Power Chord #3: Viviana Villalon, 19 (Maroon 5 on the ukelele), Savannah Young, 17 (acoustic guitar on “Toxic”), and Ben Boone, 22, who gave J. Lo her official first goosies of the season with his cover of “Too Close.” No other comments for this lonely chord. Savannah is a white-blonde teenage lifeguard. I doubt that’s the last we’ll see of her.
Arkansas deli grocer Malcolm Allen, 21, is music. His tattoo says “I am music,” and that’s permanent ink, so shut up. His rendition of “Superstition” sounds “so natural I could throw a pen at you,” says J. Lo, currently out of pens. This guy seems a bit overconfident for me, but he’s probably just nervous. The tone of his voice is beautiful and different, and that should really be all that matters during these auditions.
J. Lo shatters the illusion that she always tells the truth with this quick quip: “Finally, when they put that camera in my face, I can say ‘It was greeeeeeeat. Yeah, it was awesome.”
After a pretty effing funny “WHO DAT?” segment about how no one knows who Tony Connick Jr. is (“He’s white, but he sounds black,” a mother helpfully informs her son), Sugar Land, Texas-via-Pakistan contestant Munfarid Zaidi, 19, takes the stage. He reads Harry’s Wikipedia page every night before going to sleep (?!), and appropriately sings Adele’s “Crazy For You.” His voice is okay; I’m more struck by his cool sense of rhythm. To be honest I’m still reeling about the Wikipedia every night thing.

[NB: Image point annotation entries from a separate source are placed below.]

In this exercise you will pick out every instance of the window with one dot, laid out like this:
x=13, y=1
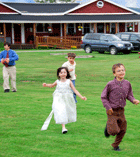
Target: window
x=71, y=29
x=113, y=28
x=89, y=36
x=93, y=36
x=103, y=37
x=1, y=28
x=125, y=36
x=118, y=35
x=134, y=37
x=86, y=28
x=43, y=28
x=46, y=27
x=40, y=27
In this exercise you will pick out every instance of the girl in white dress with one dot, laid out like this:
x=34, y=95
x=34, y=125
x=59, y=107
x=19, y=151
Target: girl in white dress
x=64, y=106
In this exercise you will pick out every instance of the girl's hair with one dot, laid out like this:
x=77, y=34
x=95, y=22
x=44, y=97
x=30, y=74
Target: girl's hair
x=71, y=55
x=59, y=70
x=116, y=66
x=6, y=43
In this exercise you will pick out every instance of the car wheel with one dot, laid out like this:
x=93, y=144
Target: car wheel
x=101, y=52
x=113, y=50
x=127, y=52
x=88, y=49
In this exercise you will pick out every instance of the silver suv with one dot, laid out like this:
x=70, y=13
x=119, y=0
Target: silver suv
x=105, y=42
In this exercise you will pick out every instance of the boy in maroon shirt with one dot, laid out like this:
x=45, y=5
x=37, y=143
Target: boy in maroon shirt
x=114, y=98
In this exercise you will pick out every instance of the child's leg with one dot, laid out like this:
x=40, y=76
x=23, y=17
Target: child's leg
x=63, y=126
x=64, y=130
x=122, y=125
x=74, y=95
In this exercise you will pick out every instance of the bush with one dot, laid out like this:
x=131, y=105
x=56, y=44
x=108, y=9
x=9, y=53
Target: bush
x=1, y=46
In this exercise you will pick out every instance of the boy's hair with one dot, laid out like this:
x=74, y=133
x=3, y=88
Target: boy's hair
x=116, y=66
x=6, y=43
x=71, y=55
x=59, y=70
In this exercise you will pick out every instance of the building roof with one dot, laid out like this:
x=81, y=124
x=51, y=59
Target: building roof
x=42, y=7
x=136, y=9
x=14, y=18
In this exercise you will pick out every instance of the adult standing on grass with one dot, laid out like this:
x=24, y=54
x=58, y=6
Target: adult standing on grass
x=8, y=58
x=71, y=64
x=64, y=106
x=114, y=98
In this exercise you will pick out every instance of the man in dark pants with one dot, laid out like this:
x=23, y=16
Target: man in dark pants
x=114, y=98
x=8, y=58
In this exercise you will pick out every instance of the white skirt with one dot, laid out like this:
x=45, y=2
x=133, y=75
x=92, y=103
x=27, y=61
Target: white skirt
x=64, y=108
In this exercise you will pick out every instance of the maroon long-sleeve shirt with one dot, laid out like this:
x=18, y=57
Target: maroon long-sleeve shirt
x=115, y=94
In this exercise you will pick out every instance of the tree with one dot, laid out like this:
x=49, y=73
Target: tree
x=55, y=1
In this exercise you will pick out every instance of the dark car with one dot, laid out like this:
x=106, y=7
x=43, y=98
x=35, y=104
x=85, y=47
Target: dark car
x=132, y=37
x=105, y=42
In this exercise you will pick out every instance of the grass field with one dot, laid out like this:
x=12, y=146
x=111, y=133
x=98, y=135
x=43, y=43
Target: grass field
x=23, y=113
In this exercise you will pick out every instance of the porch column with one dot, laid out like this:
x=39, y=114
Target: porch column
x=104, y=27
x=125, y=27
x=116, y=28
x=4, y=31
x=13, y=39
x=34, y=33
x=95, y=28
x=65, y=29
x=22, y=34
x=61, y=34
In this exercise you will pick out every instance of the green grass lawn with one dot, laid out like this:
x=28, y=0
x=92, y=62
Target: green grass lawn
x=23, y=113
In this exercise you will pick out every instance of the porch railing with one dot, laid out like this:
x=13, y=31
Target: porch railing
x=59, y=42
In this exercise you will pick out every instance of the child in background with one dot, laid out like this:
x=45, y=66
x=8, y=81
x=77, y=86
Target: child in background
x=114, y=98
x=63, y=106
x=70, y=64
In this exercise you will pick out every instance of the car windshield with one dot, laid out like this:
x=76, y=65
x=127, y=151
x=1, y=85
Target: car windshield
x=113, y=38
x=138, y=35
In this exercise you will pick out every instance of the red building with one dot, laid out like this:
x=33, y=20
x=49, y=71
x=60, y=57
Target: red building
x=22, y=22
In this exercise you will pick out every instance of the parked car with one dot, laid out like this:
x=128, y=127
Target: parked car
x=105, y=42
x=132, y=37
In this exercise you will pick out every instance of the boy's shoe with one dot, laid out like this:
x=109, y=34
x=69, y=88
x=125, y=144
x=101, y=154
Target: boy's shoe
x=6, y=90
x=64, y=131
x=105, y=132
x=117, y=149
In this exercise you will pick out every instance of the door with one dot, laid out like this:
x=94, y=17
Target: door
x=103, y=43
x=29, y=38
x=17, y=33
x=135, y=40
x=100, y=27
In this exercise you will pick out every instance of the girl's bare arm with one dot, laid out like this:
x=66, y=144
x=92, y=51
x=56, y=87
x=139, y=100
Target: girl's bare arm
x=50, y=85
x=76, y=91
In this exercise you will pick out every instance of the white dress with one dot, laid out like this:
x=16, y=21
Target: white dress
x=64, y=106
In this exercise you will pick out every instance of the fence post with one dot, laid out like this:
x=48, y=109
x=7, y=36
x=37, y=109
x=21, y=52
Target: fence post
x=36, y=43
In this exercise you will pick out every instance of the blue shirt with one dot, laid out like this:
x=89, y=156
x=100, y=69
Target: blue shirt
x=12, y=56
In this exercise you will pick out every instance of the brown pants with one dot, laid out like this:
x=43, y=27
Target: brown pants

Anyway, Harry gets up and just cradles this kid and won’t let go. It’s so delightfully bizarre that I have no choice but to love it. I mean, WHAT? “Why was he cradling you?” wonders a jealous Seacrest. Munfarid Zaidi stared off thoughtfully for a second.
“Because I love him.”
Munfarid Zaidi, you are certainly not alone. What about you, readers? Are you in for season 13?